In der sog. Neubauer Chronik aus Nürnberg heißt es: "Anno 1451 Jar haben die Juden angefangen, die gelben Ringlein an den Kleidern zu tragen und die Weiber die blaben Stramen auf den Schlaren, das man sie darbey kendt". Die Kennzeichnung wurde spätestens durch ein Mandat Kaiser Ferdinands I. am 1. August 1551 zum Reichsgesetz und blieb bis in das späte 18. Jahrhundert allgemein gültig.

Im Geist der Aufklärung, und aufgrund mangelnder Kontrollen, hörte das Tragen von "Judenzeichen" ab dem späten 17. Jahrhundert nach und nach auf. Auch wenn die soziale Diskriminierung damit noch lange nicht beendet war, konnten sich Jüdinnen und Juden immerhin der wechselnden Mode anpassen und dadurch freier im öffentlichen Raum bewegen. Durch die zunehmende kulturelle Assimilation gab es in der Kleidung zuletzt keine Unterschiede mehr zwischen den Religionen.

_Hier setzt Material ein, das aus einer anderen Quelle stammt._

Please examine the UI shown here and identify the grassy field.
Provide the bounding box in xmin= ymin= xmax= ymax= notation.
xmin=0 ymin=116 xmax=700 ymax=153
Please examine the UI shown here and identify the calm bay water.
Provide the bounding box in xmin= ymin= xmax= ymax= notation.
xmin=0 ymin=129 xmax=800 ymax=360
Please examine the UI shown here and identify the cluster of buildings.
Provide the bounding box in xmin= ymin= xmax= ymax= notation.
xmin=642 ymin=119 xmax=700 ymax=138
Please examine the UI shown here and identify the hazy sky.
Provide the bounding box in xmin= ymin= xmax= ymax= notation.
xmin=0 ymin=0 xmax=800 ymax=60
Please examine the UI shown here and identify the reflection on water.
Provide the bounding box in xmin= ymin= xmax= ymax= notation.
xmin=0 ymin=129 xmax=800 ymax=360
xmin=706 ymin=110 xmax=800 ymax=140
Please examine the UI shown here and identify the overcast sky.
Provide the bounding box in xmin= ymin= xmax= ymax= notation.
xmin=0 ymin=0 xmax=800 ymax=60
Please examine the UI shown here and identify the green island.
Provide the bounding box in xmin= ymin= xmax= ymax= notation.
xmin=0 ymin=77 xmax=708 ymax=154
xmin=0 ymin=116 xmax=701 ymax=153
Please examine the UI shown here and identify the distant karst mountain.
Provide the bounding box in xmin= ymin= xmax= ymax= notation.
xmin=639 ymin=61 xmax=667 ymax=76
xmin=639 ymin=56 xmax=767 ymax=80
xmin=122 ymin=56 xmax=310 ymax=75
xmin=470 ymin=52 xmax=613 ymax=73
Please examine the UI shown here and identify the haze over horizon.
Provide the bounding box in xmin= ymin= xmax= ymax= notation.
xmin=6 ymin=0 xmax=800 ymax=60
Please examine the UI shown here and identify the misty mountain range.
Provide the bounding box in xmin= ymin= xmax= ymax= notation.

Auf eine Initiative von Reichspropagandaminister Joseph Goebbels wurde am 19. September 1941 ein neues Zwangsabzeichen für Jüdinnen und Juden eingeführt. Ganz bewusst orientierten sich die "Polizeiverordnung" an der Geschichte des Mittelalters und gestalteten einen Magen David aus gelben Stoff mit dem zentral eingefügten Wort "Jude" in pseudo-hebräischen Schriftzeichen. Der Judenstern, umgangssprachlich auch der "Gelbe Stern" war sichtbar auf der linken Brustseite des Kleidungsstücks fest aufgenäht zu tragen.

Zuvor waren ähnliche Zwangskennzeichen für Juden bereits in den von Deutschland okkupierten Ländern eingeführt worden, so bereits ab Ende Oktober 1939 im besetzten Polen (gelber Winkel bzw. Stern, Armbinde mit blauem Davidstern auf weißem Untergrund). In den besetzten Gebieten wich die Ausführung und Trageweise des Judensterns ab; so konnte beispielsweise der Aufdruck der Landessprache angepasst sein oder auch ganz fehlen.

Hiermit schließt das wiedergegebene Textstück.